Love Towles, a reliable driver

It is not surprising that Amor Towles (Boston, 1964) entitled his first work (and in my opinion his best work) Rules of courtesy because the guiding principle of his books would seem to be to give the reader the maximum attention: carry him in the wings, entertain him , encourage him, excite him, educate him a little.

Thomas Osborne
Thomas Osborne
15 October 2022 Saturday 03:55
10 Reads
Love Towles, a reliable driver

It is not surprising that Amor Towles (Boston, 1964) entitled his first work (and in my opinion his best work) Rules of courtesy because the guiding principle of his books would seem to be to give the reader the maximum attention: carry him in the wings, entertain him , encourage him, excite him, educate him a little... in short, provide him with a rewarding experience. With his third novel, after the great sales success of A Gentleman in Moscow, he reaffirms his talent for choral and period stories defined by charm, the latter springing from a myriad of sub-stories deployed with hook, from seductive characters and from the constant attention to the enriching minutiae.

Set in a few days in 1954, The Lincoln Highway mixes adventures and picaresque, fraternal and friendship ties, praises of adventure and reading, and the celebration of a lost America and the figure of the hustler and the dreamer, through all the obstacles to be faced by two brothers who aspire to come to California from Nebraska to start anew. What matters, of course, is the journey, and since it is long for everyone (thousands of kilometers for them, almost 600 pages for us), the author enlivens it with the tricks of a great narrator (it happens a lot, surprises and turns, the narrators take turns and there is no facilitator of the story who does not manage to get on board) so that no one falls asleep.

Although the narrative is systematically going full steam ahead, the prose is exemplary of elegance, and witty scenes and cues abound, there are moments when Towles may lose out on making it too charming, or shoring up the comforting message, or applying a new layer of cuteness.
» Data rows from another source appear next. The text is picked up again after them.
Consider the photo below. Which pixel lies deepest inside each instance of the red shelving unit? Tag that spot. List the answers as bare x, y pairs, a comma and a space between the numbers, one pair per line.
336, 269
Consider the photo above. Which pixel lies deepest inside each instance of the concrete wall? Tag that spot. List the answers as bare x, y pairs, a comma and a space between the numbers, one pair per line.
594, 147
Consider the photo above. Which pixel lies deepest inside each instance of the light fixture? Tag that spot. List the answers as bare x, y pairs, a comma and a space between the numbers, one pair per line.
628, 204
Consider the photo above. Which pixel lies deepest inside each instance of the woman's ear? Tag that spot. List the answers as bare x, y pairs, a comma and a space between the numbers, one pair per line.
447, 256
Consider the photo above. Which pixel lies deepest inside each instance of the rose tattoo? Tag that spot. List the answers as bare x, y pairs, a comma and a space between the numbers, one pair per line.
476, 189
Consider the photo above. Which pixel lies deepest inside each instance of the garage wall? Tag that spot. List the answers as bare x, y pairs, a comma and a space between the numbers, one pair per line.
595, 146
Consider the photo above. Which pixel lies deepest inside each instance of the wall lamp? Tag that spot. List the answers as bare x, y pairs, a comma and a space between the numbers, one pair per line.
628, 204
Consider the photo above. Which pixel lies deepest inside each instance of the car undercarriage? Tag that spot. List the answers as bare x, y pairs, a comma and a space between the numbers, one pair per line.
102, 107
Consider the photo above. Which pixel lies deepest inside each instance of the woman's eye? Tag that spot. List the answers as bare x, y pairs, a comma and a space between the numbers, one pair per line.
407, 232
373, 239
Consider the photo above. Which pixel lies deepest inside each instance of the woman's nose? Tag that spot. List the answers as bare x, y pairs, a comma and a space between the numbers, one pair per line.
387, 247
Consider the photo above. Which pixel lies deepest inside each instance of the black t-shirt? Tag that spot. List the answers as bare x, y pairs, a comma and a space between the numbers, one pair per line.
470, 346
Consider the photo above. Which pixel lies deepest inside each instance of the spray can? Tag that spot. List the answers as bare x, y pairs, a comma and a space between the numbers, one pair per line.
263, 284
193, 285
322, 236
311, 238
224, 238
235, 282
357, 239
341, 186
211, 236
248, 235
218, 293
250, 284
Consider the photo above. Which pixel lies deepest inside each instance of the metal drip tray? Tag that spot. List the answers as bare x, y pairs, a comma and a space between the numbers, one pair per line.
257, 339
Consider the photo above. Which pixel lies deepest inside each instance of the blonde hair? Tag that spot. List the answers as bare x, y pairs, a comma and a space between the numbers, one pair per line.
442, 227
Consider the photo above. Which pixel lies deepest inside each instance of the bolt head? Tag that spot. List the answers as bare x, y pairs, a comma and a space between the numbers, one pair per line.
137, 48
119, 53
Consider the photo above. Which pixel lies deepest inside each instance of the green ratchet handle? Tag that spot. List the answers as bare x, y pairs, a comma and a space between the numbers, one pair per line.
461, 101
One of the protagonists seems to be talking about it when he justifies a lie in this way: “It was what we could call an embellishment: a small and inoffensive exaggeration for the sake of emphasis (…) Those details that are apparently unnecessary, but that somehow manage to a performance leaves you embroidered ”.
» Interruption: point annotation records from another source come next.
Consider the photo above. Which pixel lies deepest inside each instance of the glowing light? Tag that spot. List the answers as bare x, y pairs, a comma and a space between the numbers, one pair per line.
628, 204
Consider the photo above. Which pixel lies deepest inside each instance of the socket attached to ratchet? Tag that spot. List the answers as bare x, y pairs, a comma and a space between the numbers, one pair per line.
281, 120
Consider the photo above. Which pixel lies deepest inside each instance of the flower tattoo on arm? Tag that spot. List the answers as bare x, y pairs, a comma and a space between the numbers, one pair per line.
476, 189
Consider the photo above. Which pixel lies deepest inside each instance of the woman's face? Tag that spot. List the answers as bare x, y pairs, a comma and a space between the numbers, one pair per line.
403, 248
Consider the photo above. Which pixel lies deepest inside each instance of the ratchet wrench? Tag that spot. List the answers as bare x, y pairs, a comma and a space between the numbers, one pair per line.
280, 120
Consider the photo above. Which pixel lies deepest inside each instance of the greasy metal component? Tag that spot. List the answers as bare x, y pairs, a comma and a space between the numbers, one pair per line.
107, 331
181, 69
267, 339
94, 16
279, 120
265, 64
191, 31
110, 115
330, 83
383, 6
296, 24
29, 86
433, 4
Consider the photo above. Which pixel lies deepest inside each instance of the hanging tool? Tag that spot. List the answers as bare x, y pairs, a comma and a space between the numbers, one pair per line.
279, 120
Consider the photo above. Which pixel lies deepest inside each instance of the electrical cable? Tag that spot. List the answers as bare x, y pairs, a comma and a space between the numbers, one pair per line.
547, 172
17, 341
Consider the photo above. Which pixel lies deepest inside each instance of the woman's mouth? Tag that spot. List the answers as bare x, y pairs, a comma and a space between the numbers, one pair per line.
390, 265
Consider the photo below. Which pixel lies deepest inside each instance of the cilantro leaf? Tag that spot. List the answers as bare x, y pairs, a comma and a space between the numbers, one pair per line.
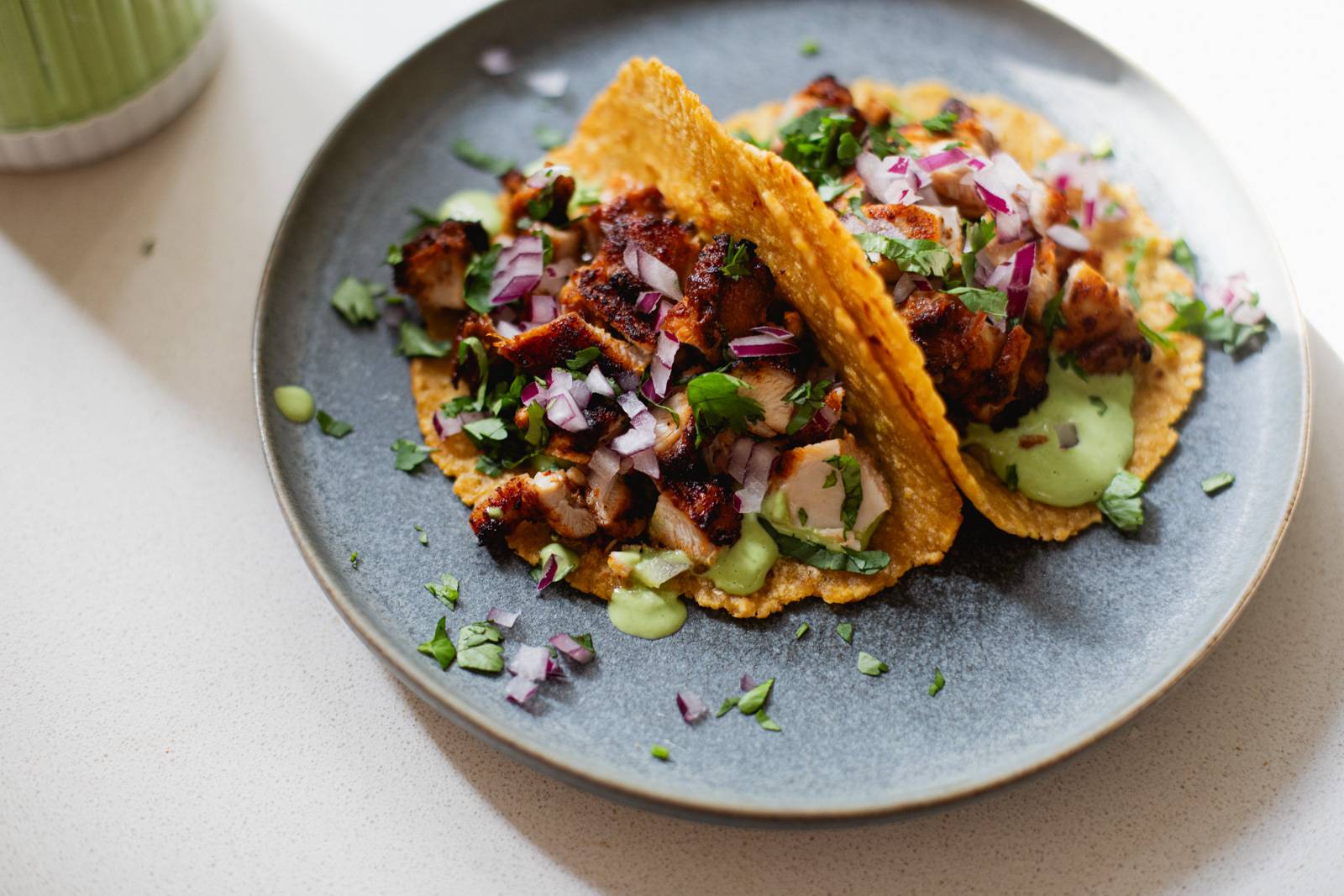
853, 479
354, 298
921, 257
479, 159
938, 681
991, 301
333, 427
1121, 501
416, 343
476, 286
440, 647
548, 137
870, 665
409, 454
766, 721
479, 647
738, 258
941, 123
823, 558
716, 401
754, 699
727, 705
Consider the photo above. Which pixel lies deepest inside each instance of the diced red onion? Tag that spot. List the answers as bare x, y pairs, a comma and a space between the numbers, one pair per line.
501, 617
549, 573
652, 271
571, 647
597, 382
691, 707
496, 60
1068, 237
549, 82
517, 270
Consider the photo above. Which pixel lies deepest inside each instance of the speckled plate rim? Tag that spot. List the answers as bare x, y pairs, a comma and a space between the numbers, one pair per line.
617, 788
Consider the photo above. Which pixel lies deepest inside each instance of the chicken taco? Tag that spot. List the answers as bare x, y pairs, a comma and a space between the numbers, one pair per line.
645, 387
1021, 301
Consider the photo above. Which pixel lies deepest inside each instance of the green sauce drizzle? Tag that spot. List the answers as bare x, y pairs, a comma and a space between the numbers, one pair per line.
1097, 407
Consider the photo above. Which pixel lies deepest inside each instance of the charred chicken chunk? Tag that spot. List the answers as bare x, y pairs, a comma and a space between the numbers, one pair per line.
433, 266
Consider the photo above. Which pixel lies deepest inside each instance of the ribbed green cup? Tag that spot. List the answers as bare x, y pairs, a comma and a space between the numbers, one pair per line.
66, 60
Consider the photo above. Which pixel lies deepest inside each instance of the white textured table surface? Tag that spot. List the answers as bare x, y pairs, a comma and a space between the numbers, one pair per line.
181, 710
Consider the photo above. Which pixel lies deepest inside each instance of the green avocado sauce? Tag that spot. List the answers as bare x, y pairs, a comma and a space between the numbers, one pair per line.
743, 569
647, 613
1099, 407
296, 403
474, 204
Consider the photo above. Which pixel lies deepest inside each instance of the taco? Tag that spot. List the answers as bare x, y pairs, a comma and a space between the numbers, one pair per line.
1023, 313
648, 389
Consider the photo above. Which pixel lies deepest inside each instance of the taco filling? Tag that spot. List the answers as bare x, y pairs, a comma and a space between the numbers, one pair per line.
636, 389
1030, 347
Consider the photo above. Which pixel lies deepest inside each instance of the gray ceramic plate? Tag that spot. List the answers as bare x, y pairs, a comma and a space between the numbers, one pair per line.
1045, 647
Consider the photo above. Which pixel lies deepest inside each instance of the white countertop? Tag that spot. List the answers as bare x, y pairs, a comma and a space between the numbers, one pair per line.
181, 711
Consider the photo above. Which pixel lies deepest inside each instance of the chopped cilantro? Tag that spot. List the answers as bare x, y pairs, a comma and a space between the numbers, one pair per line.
941, 123
1137, 250
716, 401
445, 590
416, 343
1121, 501
409, 454
738, 258
991, 301
333, 427
938, 681
479, 647
754, 699
808, 399
354, 298
922, 257
823, 558
477, 159
853, 479
870, 665
548, 137
887, 140
766, 721
476, 286
440, 647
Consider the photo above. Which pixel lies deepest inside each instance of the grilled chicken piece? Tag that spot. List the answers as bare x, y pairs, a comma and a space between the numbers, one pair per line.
696, 517
803, 474
555, 211
718, 305
1100, 325
555, 343
768, 383
974, 363
433, 266
606, 291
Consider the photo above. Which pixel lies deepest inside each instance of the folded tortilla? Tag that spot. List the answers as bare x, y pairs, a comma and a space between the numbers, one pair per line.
1163, 389
647, 128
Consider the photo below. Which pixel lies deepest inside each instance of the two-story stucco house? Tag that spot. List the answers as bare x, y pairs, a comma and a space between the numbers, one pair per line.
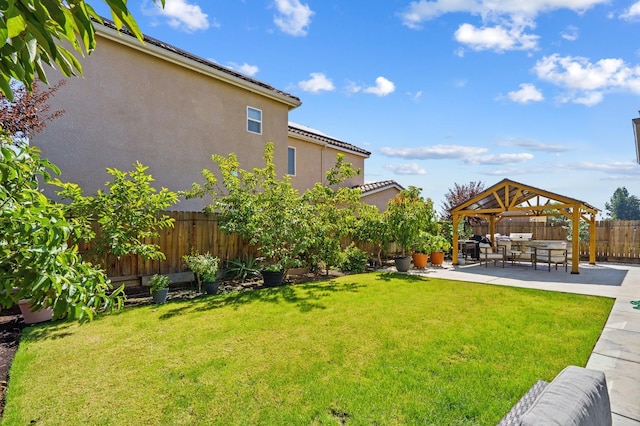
171, 111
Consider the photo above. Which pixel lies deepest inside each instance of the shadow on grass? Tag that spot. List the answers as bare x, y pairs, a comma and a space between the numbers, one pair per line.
53, 331
388, 276
306, 297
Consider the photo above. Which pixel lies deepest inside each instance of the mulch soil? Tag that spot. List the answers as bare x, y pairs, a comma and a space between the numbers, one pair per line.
12, 323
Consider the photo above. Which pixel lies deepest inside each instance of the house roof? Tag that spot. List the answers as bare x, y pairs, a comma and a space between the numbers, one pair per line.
508, 197
318, 136
373, 187
181, 57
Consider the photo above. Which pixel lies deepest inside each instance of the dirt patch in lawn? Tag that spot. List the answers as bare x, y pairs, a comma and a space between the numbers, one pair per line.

In any case, it is very likely that this does not bother most readers, that is, that unnecessary details go unnoticed and they consider the exhibition embroidered (something that works very much in favor of the author's novels is that their degree of success as a gift for Sant Jordi it could reach 90%) because the novelist has something of the magicians that always show up in his plots: a generous palette of tricks to minimize the chances of being caught wrong.
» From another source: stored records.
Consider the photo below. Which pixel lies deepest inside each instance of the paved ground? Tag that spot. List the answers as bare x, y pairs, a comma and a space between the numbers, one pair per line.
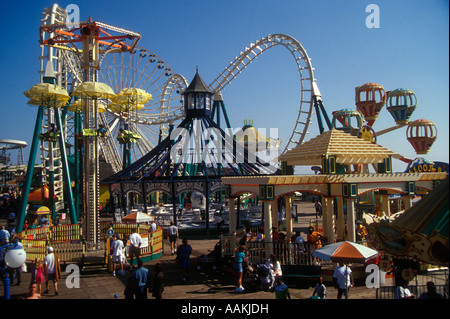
203, 284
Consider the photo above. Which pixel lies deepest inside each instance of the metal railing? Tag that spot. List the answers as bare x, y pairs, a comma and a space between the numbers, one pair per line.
389, 292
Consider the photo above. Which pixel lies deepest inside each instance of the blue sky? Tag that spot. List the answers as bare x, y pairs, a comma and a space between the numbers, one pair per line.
409, 50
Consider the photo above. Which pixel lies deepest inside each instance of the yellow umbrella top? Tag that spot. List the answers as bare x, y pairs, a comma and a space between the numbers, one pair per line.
48, 95
124, 107
94, 90
131, 98
77, 106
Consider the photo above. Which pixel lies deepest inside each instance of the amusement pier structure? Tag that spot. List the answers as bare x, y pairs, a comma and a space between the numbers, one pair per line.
107, 109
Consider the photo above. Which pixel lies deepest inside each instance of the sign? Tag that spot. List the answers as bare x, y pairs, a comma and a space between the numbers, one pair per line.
421, 165
144, 242
110, 232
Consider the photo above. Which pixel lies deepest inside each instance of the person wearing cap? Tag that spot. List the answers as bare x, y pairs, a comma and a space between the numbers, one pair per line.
135, 247
52, 270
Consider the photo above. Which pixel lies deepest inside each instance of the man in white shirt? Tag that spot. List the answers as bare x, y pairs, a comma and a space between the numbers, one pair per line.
173, 236
51, 267
118, 256
135, 247
343, 279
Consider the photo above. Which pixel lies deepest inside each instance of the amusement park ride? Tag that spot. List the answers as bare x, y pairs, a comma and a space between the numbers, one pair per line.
103, 97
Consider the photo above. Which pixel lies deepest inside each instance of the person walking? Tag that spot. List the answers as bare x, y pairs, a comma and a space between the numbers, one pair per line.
32, 292
343, 280
184, 258
135, 247
52, 270
173, 237
37, 274
431, 292
239, 259
140, 280
318, 207
320, 290
158, 282
118, 255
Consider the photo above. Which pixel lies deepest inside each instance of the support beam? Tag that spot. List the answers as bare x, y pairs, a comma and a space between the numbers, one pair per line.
232, 219
340, 225
275, 214
351, 231
289, 222
385, 207
407, 201
30, 169
330, 220
268, 227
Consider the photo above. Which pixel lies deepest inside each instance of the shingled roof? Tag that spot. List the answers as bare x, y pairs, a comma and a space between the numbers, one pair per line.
347, 149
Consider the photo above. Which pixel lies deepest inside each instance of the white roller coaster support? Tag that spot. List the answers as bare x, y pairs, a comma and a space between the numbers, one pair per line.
308, 86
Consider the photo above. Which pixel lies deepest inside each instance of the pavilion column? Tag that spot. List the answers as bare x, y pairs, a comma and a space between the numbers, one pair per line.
385, 207
407, 201
289, 223
330, 220
351, 232
231, 218
275, 213
268, 228
340, 226
324, 216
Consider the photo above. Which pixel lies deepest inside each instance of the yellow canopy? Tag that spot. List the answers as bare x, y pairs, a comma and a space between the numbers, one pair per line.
130, 99
94, 90
47, 95
77, 106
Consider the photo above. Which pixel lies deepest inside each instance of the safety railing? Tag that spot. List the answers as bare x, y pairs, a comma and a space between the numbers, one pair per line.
66, 241
389, 292
152, 241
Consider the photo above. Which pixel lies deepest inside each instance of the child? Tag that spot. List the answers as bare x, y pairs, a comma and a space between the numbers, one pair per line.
320, 290
281, 289
37, 273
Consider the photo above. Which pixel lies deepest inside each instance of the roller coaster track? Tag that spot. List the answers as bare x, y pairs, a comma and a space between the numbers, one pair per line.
309, 90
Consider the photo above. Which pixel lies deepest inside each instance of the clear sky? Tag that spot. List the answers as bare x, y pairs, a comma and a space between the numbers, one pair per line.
410, 49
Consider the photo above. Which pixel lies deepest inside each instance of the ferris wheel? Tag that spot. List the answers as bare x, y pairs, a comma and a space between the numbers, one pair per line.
144, 70
138, 68
309, 93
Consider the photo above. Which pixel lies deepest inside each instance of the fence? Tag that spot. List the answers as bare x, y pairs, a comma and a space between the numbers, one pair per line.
66, 241
286, 253
389, 292
152, 241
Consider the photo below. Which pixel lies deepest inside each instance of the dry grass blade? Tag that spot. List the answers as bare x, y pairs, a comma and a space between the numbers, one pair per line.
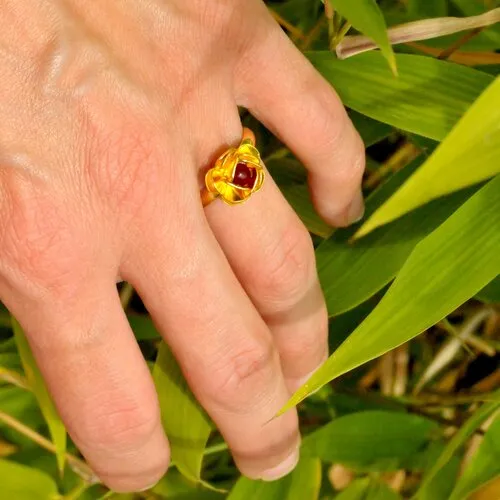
451, 348
417, 31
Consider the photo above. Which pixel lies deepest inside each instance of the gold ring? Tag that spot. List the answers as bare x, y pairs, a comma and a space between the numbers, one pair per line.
236, 175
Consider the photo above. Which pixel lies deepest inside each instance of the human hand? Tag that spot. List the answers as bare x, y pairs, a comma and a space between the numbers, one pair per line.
109, 113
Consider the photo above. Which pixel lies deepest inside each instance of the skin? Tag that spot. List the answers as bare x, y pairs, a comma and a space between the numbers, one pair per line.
110, 113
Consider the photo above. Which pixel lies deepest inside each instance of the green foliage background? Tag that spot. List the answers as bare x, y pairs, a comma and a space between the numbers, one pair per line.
392, 418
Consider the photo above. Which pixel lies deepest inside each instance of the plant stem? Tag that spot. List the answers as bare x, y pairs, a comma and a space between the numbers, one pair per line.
78, 466
446, 53
126, 294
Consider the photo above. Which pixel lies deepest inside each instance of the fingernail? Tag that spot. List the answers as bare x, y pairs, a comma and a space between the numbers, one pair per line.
300, 382
283, 468
356, 209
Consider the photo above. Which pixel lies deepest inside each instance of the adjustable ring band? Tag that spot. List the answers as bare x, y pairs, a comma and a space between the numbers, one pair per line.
236, 175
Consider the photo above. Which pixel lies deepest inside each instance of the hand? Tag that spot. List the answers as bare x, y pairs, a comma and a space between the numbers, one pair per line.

The Lincoln Highway reminds us that life is an adventure that must have the courage to face, that dreams are to be pursued, that redemption exists, that the purity of heart of childhood is a treasure to be recovered and that books are a refuge from any inclement weather, and all aboard a vehicle, real and metaphorical, reliable, comfortable, fast and lucid. When he arrives at his destination, he will surely feel reconciled with life and with a good taste in his mouth. Who could be soured by such a sweet?